Geary barely managed not to glare at her. But his sudden shift in mood was apparent enough to cause silence to fall for a few moments.
Main cleared his throat. “If I may ask a question of you, what do you think our other guests think of all this?”
“The Dancers?” Geary asked. An alien landing shuttle hovered nearby, mere centimeters above the ground. “They’re amazing engineers. They examined the remains pretty carefully. They’re probably impressed.”
“It’s hard to tell, Admiral, since they’re in their space armor.”
“You probably couldn’t tell even if you could see their faces,” Desjani told him. “They don’t display emotions the way we do.”
“Oh, right,” Main replied with remarkable understatement. “Because they, uh . . .”
“Look to us like what would happen if a giant spider mated with a wolf,” Tanya finished for him. “We’ve speculated that we look as hideous to them as they do to us.”
“Don’t judge them on their looks,” Geary added.
“I wouldn’t, sir! Everyone’s heard how they brought that fellow’s remains back. How did he get out as far as their territory in space?”
“A failed early experiment with using jump space for interstellar travel,” Geary said. “We don’t know how, but he finally popped out at one of the stars occupied by the Dancers.”
“His ship and his body popped out,” Desjani corrected, a rough edge in her voice. “He must have died long before then. Died in jump space.”
“That’s bad?” Main asked.
“About as bad as it gets.” She took a deep breath, then forced a smile. “But the Dancers treated his remains with honor and brought them home when they finally could.”

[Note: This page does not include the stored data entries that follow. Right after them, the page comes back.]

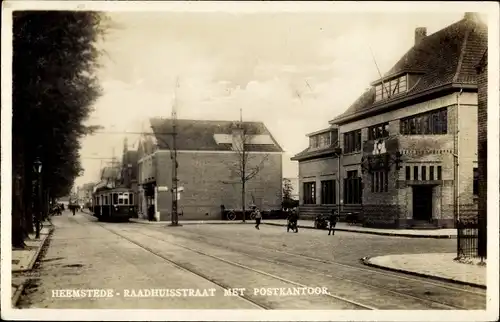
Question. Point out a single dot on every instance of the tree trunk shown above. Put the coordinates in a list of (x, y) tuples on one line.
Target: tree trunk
[(243, 198), (28, 202), (18, 232), (17, 214)]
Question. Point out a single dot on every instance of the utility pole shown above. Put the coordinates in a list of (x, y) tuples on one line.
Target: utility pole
[(456, 157), (175, 214)]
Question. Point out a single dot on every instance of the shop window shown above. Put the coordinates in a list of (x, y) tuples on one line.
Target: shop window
[(378, 131), (353, 189), (328, 193), (380, 182), (352, 141), (309, 193)]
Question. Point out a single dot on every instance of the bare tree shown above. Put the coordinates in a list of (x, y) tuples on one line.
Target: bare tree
[(243, 170)]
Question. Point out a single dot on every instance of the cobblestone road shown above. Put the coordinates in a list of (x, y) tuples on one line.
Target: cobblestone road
[(127, 257)]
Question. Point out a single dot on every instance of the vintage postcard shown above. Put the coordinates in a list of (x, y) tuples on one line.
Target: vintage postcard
[(250, 161)]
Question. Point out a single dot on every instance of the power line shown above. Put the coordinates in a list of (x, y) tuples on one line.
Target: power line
[(134, 133)]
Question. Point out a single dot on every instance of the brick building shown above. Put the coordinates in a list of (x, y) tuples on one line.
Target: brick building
[(482, 141), (128, 171), (208, 158), (407, 147)]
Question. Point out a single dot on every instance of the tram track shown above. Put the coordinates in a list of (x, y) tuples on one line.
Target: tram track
[(232, 263), (326, 261), (216, 240), (434, 303), (186, 269), (476, 299)]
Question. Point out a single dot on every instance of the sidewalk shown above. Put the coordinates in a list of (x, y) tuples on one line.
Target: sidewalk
[(23, 260), (439, 266), (412, 233), (191, 222), (309, 224)]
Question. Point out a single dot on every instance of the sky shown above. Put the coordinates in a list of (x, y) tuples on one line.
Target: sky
[(292, 71)]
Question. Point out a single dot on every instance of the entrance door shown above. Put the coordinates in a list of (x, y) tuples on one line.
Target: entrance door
[(422, 203)]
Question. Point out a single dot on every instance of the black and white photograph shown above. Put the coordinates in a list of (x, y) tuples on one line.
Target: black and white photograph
[(250, 161)]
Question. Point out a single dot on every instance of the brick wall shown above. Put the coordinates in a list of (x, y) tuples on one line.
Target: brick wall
[(316, 171), (209, 180), (397, 203)]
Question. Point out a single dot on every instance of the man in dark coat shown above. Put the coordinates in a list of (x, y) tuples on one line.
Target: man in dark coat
[(333, 219), (292, 221)]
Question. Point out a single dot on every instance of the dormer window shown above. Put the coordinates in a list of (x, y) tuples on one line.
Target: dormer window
[(391, 87), (320, 141)]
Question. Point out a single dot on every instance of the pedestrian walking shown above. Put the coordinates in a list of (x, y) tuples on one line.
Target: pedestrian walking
[(333, 219), (293, 217), (258, 217)]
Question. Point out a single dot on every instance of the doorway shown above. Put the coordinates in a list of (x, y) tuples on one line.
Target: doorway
[(422, 203)]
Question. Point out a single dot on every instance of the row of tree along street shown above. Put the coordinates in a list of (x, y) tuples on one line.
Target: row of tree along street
[(55, 59)]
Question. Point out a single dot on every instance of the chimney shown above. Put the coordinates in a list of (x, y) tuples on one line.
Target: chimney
[(237, 138), (470, 16), (420, 34)]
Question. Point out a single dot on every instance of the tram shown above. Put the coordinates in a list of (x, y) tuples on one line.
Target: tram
[(113, 204)]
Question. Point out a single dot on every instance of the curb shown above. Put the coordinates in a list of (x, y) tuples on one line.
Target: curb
[(188, 223), (366, 261), (17, 294), (373, 232), (37, 254)]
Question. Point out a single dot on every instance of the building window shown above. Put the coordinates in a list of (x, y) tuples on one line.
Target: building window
[(328, 196), (320, 140), (380, 182), (475, 184), (353, 190), (378, 131), (352, 141), (309, 193), (429, 123), (314, 142), (391, 88)]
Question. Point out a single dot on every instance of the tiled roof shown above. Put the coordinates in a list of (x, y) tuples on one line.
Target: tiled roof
[(446, 57), (198, 135), (110, 172)]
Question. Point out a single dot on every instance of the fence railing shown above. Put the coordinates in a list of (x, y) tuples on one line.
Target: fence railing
[(467, 238)]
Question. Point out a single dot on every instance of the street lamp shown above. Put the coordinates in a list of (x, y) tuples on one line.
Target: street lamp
[(37, 168)]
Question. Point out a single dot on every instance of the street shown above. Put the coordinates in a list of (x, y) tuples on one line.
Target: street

“That’s what I heard,” Main said. “Those Dancers did better by him than many a human I’ve encountered would have, I’ll tell you.” He glanced at the sun, then checked the time. “We should move on when you’re ready, Admiral, Captain.”
“Give us a few minutes, will you?” Desjani asked. “I need to talk to the Admiral about something.”

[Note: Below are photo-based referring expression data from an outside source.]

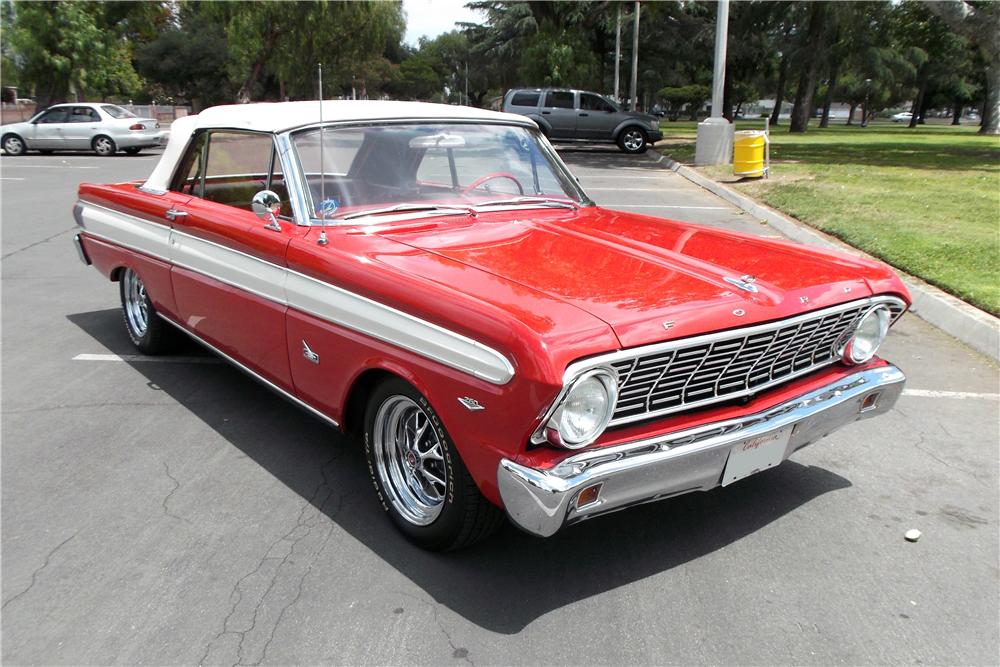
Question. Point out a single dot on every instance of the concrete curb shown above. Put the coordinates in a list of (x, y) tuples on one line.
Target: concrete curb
[(974, 327)]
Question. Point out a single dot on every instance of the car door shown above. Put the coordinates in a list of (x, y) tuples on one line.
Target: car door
[(229, 268), (596, 119), (82, 124), (559, 109), (47, 130)]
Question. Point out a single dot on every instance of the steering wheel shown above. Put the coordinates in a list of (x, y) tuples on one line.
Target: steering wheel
[(489, 177)]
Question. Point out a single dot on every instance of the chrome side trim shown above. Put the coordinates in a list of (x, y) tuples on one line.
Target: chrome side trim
[(541, 501), (251, 373), (300, 292)]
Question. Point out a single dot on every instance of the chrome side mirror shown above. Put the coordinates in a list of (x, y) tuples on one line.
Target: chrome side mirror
[(266, 205)]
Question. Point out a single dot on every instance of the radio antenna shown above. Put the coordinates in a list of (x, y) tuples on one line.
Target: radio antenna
[(322, 171)]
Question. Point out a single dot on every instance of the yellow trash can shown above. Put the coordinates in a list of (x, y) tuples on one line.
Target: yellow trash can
[(750, 153)]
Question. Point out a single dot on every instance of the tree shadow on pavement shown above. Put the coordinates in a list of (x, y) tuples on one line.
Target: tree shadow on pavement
[(508, 581)]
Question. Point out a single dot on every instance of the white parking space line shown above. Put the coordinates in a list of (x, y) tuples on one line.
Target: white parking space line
[(144, 358), (929, 393), (710, 208)]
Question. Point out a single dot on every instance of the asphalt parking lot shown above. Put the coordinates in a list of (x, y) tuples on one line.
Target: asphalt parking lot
[(175, 512)]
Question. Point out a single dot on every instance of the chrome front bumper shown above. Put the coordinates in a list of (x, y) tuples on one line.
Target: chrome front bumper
[(542, 501)]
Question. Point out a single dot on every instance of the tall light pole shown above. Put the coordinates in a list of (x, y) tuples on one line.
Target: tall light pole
[(864, 111), (618, 51), (715, 134), (635, 57)]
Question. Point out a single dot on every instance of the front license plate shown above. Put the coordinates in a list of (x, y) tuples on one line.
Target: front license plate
[(756, 454)]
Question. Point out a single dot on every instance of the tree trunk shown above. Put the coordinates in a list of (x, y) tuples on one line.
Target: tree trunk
[(779, 94), (802, 108), (918, 103), (991, 109), (830, 86)]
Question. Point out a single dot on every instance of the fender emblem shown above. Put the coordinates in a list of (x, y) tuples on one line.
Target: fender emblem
[(745, 283), (309, 354), (471, 404)]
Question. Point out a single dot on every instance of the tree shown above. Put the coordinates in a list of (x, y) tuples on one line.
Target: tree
[(980, 24)]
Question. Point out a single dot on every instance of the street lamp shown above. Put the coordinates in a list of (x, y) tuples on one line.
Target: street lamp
[(864, 113)]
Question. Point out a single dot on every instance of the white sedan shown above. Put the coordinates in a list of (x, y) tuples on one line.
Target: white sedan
[(102, 128)]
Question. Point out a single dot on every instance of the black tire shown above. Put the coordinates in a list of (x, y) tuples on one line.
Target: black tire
[(152, 336), (13, 145), (104, 145), (633, 140), (464, 516)]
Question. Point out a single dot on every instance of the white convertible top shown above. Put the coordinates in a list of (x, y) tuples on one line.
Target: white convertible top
[(281, 116)]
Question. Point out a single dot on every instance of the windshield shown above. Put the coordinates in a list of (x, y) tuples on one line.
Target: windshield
[(117, 112), (425, 167)]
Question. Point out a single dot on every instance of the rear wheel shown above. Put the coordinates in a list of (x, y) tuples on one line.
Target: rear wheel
[(633, 140), (419, 478), (13, 145), (145, 328), (104, 146)]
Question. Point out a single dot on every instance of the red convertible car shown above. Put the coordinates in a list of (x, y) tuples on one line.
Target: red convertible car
[(434, 281)]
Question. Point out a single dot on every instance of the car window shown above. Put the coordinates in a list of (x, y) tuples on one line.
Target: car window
[(57, 115), (83, 115), (591, 102), (117, 112), (525, 99), (189, 172), (237, 167), (560, 99)]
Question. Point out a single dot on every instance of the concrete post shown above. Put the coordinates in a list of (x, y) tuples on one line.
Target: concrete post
[(715, 134)]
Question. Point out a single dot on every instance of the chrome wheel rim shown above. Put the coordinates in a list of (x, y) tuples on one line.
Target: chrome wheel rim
[(633, 140), (13, 145), (136, 305), (409, 460)]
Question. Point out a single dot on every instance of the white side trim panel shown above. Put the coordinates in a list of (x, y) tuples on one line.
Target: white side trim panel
[(393, 326), (127, 230), (295, 290)]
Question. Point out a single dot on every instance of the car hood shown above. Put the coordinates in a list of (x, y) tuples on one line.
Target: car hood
[(649, 279)]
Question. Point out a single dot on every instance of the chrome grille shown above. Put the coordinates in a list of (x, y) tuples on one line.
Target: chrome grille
[(708, 369)]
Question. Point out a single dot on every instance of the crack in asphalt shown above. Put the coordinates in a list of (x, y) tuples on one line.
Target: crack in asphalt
[(303, 528), (34, 575), (166, 499), (37, 243)]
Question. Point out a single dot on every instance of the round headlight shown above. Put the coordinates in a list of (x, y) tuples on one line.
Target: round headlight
[(586, 409), (868, 335)]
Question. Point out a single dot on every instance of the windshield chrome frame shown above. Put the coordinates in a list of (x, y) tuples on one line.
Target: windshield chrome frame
[(296, 182)]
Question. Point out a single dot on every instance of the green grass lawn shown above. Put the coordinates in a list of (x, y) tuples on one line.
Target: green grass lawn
[(925, 200)]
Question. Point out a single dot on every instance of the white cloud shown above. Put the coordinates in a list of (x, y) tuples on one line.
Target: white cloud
[(430, 18)]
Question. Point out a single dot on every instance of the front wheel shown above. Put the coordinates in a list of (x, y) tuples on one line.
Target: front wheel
[(13, 145), (633, 140), (104, 146), (147, 331), (418, 475)]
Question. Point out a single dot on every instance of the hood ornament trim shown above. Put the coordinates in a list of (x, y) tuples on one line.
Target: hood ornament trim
[(745, 283)]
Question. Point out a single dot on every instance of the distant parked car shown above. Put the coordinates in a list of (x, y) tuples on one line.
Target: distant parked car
[(102, 128), (564, 114)]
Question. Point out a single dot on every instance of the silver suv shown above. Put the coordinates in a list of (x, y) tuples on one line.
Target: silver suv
[(564, 114)]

“Of course. I’ll be right over there.”
Tanya turned her back on the curious crowds hovering a few hundred meters away, citizens of Old Earth who were fascinated not only by the newly discovered alien Dancers but also by the humans from distant stars colonized by those who had left this world long ago. She turned her wrist to show Geary that she had activated her personal security field so their words could not be heard by others or their lip movements or expressions seen clearly. “We need to talk about something,” she repeated to him.